I think internal failure is the most common way for a drive to fail, rather than due to a power surge. Also, even if there is a power surge, it might only affect one drive, if only one drive happens to be active at the time. In any case, if a drive fails either due to internal failure or to a power surge, the data should generally remain intact on the disk platters, so it is recoverable given the right equipment. Thus, the RAID feature is only useful insofar as it (in some cases) saves you from having to bring your disk to a data recovery expert.

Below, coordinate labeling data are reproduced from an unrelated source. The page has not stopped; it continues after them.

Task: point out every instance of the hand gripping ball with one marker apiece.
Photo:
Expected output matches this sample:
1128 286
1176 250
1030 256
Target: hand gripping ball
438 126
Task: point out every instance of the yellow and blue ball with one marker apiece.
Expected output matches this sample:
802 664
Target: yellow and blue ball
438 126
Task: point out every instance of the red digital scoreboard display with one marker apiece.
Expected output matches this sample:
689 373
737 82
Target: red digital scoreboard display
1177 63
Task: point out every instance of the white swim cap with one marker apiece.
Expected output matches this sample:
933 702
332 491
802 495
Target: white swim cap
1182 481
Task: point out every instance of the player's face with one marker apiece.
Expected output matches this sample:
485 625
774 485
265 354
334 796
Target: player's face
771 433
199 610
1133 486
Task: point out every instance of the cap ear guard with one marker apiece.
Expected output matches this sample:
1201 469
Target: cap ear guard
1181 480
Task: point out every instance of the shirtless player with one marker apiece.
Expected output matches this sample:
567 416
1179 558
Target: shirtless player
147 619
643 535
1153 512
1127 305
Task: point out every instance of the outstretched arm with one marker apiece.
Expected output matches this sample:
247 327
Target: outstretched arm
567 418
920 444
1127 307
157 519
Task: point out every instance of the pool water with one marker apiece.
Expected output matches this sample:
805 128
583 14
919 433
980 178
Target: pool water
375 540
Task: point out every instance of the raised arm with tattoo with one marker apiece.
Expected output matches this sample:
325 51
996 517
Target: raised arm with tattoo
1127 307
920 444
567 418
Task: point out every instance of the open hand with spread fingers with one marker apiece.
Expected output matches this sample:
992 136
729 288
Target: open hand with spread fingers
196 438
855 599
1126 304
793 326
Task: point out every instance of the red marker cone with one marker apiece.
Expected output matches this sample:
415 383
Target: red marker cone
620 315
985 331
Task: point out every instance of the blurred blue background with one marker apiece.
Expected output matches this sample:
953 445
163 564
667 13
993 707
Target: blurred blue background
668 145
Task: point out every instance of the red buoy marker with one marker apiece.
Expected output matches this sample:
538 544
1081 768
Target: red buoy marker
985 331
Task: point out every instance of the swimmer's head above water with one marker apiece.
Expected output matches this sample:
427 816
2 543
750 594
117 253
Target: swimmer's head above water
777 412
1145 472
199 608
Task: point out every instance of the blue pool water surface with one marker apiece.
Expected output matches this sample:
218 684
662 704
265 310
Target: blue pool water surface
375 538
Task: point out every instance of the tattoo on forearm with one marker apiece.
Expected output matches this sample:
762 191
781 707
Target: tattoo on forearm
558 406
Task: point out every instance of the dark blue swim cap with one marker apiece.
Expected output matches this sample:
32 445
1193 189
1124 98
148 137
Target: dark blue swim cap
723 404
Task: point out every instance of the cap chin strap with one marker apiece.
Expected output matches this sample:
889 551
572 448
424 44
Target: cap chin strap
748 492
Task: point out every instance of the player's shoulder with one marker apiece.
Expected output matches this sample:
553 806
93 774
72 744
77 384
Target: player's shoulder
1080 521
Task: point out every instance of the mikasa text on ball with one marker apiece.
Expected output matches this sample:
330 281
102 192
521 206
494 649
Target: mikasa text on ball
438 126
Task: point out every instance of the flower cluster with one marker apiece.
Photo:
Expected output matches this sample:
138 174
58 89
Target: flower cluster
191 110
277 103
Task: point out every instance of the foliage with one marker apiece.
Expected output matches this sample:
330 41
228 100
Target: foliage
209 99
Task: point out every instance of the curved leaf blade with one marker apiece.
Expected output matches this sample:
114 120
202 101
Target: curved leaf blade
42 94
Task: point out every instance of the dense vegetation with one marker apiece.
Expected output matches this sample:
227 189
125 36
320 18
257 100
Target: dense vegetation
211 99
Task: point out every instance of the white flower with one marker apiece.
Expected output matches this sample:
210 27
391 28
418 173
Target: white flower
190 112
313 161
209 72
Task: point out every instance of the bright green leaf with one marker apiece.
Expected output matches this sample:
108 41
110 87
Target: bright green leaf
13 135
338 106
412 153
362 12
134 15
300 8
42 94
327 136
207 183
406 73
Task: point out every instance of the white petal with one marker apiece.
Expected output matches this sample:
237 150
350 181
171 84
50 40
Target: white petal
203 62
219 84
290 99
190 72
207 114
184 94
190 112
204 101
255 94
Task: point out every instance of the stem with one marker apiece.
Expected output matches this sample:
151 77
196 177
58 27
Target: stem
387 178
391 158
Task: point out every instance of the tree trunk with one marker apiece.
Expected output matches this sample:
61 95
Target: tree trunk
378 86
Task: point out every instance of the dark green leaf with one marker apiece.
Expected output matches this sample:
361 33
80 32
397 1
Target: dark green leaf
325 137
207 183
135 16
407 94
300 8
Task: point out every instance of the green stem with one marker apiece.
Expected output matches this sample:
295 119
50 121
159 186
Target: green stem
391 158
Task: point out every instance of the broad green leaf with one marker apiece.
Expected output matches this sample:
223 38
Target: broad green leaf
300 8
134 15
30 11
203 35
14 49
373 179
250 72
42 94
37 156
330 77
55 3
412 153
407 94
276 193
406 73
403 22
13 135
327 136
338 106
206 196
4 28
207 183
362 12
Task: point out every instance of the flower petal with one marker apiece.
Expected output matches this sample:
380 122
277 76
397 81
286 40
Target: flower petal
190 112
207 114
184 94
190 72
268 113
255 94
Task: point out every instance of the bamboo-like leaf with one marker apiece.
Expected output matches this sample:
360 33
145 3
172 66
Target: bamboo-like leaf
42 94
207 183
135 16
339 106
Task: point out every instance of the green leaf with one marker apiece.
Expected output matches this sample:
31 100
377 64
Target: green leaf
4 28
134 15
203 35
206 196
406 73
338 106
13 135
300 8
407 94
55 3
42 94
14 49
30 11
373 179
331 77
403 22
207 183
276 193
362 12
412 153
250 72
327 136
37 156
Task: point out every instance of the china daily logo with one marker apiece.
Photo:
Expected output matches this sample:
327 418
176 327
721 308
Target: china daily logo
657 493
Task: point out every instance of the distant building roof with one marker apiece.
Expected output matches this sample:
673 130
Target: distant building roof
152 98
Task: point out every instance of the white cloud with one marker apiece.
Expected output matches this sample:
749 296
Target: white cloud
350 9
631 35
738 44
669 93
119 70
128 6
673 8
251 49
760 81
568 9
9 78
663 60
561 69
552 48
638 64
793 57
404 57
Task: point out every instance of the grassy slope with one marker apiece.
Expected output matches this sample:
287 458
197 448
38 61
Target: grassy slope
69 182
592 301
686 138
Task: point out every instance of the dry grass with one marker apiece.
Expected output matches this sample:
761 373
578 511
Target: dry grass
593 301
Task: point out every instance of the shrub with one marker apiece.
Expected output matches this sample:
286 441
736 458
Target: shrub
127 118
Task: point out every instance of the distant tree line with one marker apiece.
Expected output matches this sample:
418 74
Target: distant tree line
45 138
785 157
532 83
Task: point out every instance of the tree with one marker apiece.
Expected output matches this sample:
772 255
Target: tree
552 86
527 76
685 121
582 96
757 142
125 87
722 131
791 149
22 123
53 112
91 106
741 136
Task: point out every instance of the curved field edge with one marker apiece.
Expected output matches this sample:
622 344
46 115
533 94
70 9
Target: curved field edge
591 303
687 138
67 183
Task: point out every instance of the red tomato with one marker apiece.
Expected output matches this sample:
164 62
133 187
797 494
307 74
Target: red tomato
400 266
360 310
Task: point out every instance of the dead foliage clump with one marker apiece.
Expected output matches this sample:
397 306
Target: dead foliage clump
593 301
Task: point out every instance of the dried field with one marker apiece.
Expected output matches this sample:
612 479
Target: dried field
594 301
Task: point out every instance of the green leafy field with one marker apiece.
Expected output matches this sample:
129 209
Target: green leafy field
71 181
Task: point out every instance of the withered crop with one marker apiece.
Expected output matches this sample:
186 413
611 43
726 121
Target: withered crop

However, keep in mind that a magnetic field can actually destroy the data from the disk platters. So, if the 2-disk unit gets placed in a magnetic field (or gets physically destroyed, such as in an explosion or a flood), then RAID does you (virtually) no good! (Although to the extent that portions of the data remain intact, having 2 identical copies can increase the likelihood of partial recovery, I suppose).

Unknown said...

time machine
once you go mac
you never go back

Anonymous said...

take your data.

make a copy.

send it to a friend who lives out of state.

have said friend put it on his network.

rsync between your local and remote backup.

Anonymous said...

I've never had a disk fail due to power surge - it's always been shock trauma that killed mine. However, one thing to watch out for in RAID arrays is corruption of the RAID controller - that can chew up both copies at once.